By Shane Chagpar, Kepner-Tregoe
The widespread internet outage last week impacting service providers and customers across the US is a harsh reminder about how important robust service management processes are in a connected digital world. In the incident last week, a routine technical change by infrastructure provider Level 3 resulted in a backbone network outage that disrupted service for major internet service providers including Comcast (Xfinity), AT&T and Verizon. The downstream impacts were so widespread, they were felt by most of the internet users across the US.
The disturbing part of the Level 3 incident isn’t that something went wrong – technology is fragile and will fail from time to time. It is that this isn’t the first time this kind of incident has occurred because of a configuration change (a similar thing happened at Level 3 in 2015) and as recently as last year (following the Dyn DDoS Attack) security experts warned the industry of the risks and potential impacts of incidents like this with core infrastructure providers. Considering these two past incidents, one would expect Level 3 to have a comprehensive picture of their services’ dependencies on people, processes and technical components as well as an understanding of the vulnerabilities which pose a significant risk to service continuity.

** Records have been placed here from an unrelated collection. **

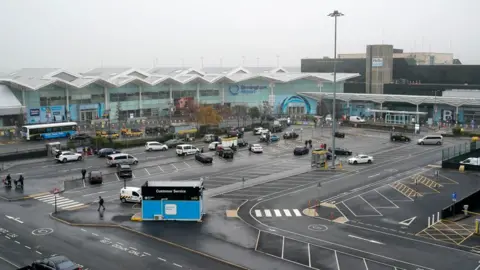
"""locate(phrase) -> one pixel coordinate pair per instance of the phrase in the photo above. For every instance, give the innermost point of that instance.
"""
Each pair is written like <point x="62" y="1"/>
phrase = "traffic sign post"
<point x="55" y="191"/>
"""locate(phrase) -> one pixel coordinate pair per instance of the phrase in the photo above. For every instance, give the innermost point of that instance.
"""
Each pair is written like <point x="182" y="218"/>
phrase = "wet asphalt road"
<point x="22" y="241"/>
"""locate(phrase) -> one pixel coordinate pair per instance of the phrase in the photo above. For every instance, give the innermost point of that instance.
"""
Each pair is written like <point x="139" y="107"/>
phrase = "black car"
<point x="203" y="158"/>
<point x="290" y="135"/>
<point x="124" y="171"/>
<point x="53" y="263"/>
<point x="242" y="143"/>
<point x="80" y="137"/>
<point x="225" y="152"/>
<point x="95" y="177"/>
<point x="107" y="151"/>
<point x="341" y="151"/>
<point x="300" y="150"/>
<point x="399" y="137"/>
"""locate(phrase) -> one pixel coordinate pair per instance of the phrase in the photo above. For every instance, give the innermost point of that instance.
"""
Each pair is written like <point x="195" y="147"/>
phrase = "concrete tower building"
<point x="379" y="67"/>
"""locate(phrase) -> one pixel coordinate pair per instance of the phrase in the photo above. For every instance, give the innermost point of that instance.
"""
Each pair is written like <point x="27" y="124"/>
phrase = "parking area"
<point x="405" y="205"/>
<point x="312" y="256"/>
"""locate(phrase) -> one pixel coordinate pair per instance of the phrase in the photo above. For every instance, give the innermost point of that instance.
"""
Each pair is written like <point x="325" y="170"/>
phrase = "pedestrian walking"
<point x="100" y="203"/>
<point x="84" y="172"/>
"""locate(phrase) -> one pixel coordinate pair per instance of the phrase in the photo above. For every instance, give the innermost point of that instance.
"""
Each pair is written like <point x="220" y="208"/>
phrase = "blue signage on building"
<point x="245" y="89"/>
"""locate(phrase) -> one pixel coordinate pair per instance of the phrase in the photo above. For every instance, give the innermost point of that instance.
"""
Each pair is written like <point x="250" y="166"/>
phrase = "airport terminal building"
<point x="45" y="95"/>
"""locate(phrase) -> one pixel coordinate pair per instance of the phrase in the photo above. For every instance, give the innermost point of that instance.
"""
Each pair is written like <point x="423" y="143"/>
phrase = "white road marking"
<point x="364" y="239"/>
<point x="336" y="260"/>
<point x="91" y="194"/>
<point x="365" y="262"/>
<point x="309" y="256"/>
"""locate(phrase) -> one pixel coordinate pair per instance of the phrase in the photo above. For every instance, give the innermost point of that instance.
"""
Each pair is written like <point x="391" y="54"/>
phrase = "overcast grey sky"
<point x="83" y="34"/>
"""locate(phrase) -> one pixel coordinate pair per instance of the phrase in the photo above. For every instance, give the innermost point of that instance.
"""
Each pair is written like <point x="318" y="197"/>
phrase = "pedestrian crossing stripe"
<point x="62" y="202"/>
<point x="278" y="213"/>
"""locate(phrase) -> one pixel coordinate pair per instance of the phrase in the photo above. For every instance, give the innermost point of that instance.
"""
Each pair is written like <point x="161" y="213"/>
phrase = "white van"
<point x="131" y="194"/>
<point x="357" y="119"/>
<point x="431" y="139"/>
<point x="471" y="161"/>
<point x="121" y="158"/>
<point x="186" y="149"/>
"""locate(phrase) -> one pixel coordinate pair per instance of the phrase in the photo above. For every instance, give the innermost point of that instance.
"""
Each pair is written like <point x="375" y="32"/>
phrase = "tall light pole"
<point x="335" y="14"/>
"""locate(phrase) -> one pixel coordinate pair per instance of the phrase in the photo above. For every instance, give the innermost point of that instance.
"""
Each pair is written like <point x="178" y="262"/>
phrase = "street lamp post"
<point x="335" y="14"/>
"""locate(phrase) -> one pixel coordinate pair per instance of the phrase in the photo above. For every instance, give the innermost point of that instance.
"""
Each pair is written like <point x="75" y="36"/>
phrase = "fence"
<point x="459" y="149"/>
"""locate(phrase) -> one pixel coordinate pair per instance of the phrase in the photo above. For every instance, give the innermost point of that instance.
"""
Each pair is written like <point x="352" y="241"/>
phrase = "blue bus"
<point x="49" y="131"/>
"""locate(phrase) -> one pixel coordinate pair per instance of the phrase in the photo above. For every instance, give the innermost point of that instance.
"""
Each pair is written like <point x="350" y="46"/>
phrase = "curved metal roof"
<point x="381" y="98"/>
<point x="35" y="79"/>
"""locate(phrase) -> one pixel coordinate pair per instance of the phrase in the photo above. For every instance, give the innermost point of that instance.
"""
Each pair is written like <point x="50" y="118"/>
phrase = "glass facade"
<point x="54" y="103"/>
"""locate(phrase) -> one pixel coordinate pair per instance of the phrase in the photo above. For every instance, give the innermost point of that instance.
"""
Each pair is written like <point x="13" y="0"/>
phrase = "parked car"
<point x="66" y="156"/>
<point x="80" y="137"/>
<point x="290" y="135"/>
<point x="242" y="143"/>
<point x="107" y="151"/>
<point x="174" y="142"/>
<point x="213" y="146"/>
<point x="399" y="137"/>
<point x="225" y="152"/>
<point x="300" y="150"/>
<point x="255" y="148"/>
<point x="124" y="171"/>
<point x="362" y="158"/>
<point x="203" y="158"/>
<point x="53" y="263"/>
<point x="95" y="177"/>
<point x="155" y="146"/>
<point x="341" y="151"/>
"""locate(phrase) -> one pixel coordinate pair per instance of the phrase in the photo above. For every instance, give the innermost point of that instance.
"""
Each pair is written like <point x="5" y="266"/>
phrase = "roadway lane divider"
<point x="62" y="202"/>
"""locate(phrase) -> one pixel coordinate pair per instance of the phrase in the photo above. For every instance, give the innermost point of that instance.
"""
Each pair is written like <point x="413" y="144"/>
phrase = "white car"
<point x="213" y="146"/>
<point x="66" y="156"/>
<point x="155" y="146"/>
<point x="255" y="148"/>
<point x="259" y="131"/>
<point x="360" y="159"/>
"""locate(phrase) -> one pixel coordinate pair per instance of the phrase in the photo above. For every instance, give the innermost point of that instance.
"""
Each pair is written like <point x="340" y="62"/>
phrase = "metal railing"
<point x="459" y="149"/>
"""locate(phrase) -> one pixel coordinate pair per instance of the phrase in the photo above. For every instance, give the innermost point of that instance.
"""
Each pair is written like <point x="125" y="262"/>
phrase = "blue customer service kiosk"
<point x="172" y="200"/>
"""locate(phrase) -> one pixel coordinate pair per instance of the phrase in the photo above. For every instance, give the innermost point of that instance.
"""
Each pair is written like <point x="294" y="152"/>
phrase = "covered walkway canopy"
<point x="382" y="98"/>
<point x="9" y="104"/>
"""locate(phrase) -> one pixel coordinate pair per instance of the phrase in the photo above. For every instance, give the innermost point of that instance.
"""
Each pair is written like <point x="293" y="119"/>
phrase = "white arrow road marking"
<point x="408" y="221"/>
<point x="16" y="219"/>
<point x="364" y="239"/>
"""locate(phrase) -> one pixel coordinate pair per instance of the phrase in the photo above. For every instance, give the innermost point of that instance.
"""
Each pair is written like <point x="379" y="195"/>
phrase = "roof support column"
<point x="223" y="93"/>
<point x="140" y="105"/>
<point x="198" y="93"/>
<point x="271" y="97"/>
<point x="106" y="98"/>
<point x="67" y="103"/>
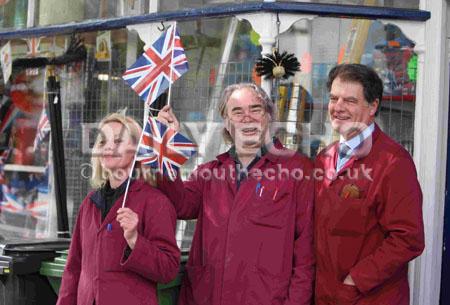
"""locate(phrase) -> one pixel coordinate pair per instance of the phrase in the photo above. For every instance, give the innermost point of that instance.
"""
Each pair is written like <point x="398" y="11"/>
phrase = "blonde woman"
<point x="117" y="255"/>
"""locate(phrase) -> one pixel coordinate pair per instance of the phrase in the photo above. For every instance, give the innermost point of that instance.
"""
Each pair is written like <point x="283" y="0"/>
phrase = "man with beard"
<point x="368" y="216"/>
<point x="253" y="238"/>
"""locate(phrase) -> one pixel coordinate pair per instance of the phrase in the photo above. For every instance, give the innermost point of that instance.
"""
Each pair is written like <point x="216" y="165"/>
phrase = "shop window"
<point x="220" y="52"/>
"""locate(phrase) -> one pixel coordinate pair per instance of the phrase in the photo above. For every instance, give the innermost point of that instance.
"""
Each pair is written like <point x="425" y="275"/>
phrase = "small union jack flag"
<point x="160" y="65"/>
<point x="164" y="148"/>
<point x="33" y="46"/>
<point x="43" y="128"/>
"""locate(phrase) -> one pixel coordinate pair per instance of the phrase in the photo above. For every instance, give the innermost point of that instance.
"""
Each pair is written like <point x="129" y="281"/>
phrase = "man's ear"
<point x="374" y="107"/>
<point x="227" y="124"/>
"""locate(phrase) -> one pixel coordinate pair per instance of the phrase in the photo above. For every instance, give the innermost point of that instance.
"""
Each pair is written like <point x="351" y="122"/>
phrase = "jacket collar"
<point x="270" y="152"/>
<point x="360" y="152"/>
<point x="97" y="198"/>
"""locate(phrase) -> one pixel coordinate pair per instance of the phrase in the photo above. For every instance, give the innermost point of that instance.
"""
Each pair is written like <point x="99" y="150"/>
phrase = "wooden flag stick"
<point x="133" y="164"/>
<point x="174" y="30"/>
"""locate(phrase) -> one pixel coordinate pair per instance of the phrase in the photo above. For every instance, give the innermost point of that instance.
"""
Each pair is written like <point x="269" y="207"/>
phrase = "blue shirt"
<point x="352" y="144"/>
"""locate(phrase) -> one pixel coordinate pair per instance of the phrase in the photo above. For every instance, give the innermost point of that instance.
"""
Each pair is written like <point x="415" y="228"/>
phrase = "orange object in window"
<point x="24" y="132"/>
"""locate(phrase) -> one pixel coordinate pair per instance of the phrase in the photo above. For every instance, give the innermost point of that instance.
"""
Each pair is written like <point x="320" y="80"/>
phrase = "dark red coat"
<point x="250" y="247"/>
<point x="372" y="237"/>
<point x="96" y="267"/>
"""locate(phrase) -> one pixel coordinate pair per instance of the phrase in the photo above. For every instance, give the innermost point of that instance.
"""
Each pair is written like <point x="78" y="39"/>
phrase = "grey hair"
<point x="260" y="94"/>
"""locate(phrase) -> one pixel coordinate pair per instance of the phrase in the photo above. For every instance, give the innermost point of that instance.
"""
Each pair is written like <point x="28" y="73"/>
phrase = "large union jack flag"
<point x="163" y="148"/>
<point x="160" y="65"/>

The fact that this outage happened is a good indicator that one (or more) of the service management processes at Level 3 has a deficiency – likely candidates are: change management, problem management or risk management. Additionally, the length of the outage and widespread downstream impacts are indicators that there may be opportunities to improve incident management and/or service design as well. Without an insider’s perspective, it is difficult to say which of the service management processes was the true root cause of the outage (the folks at Level 3 will be looking at that over the coming months). For those looking at this from the outside, we should be asking “what can we learn from this situation to avoid it happening at our company?”
The lesson that we can (and should) learn from the Level 3 outage is that “service management processes are not independent” – when something happens with one of them, you will need to look at the holistic system to identify where corrective and preventative actions should be applied. The 2015 incident should have alerted Level 3 to the potential for manual changes to cause a service disruption – prompting them to put extra controls in their change management processes to prevent human mistakes in network reconfiguration. The DDoS attack last year on competitor Dyn’s infrastructure should have prompted a review of Level 3’s service design and incident management processes to identify risks associated with common dependencies (points of failure).
Could the problem-solving processes from Kepner-Tregoe have helped Level 3 avoid this outage – we think so. I’m sure Level 3 has great people, solid processes and safeguards in place, but are the really prepared to handle situations like this? Breaking down a complex series of interdependencies to understand not only what caused the outage but how to avoid something similar from happening again can be a daunting challenge. As the leader in problem-solving and service excellence for over 60 years, the experts at Kepner-Tregoe know that companies can (and should) do better when it comes to managing change and deriving lessons learned from major incidents. The recent outage provides an opportunity for Level 3 (and other companies observing) to review their service management processes with a critical eye towards understanding dependencies, processes and risk.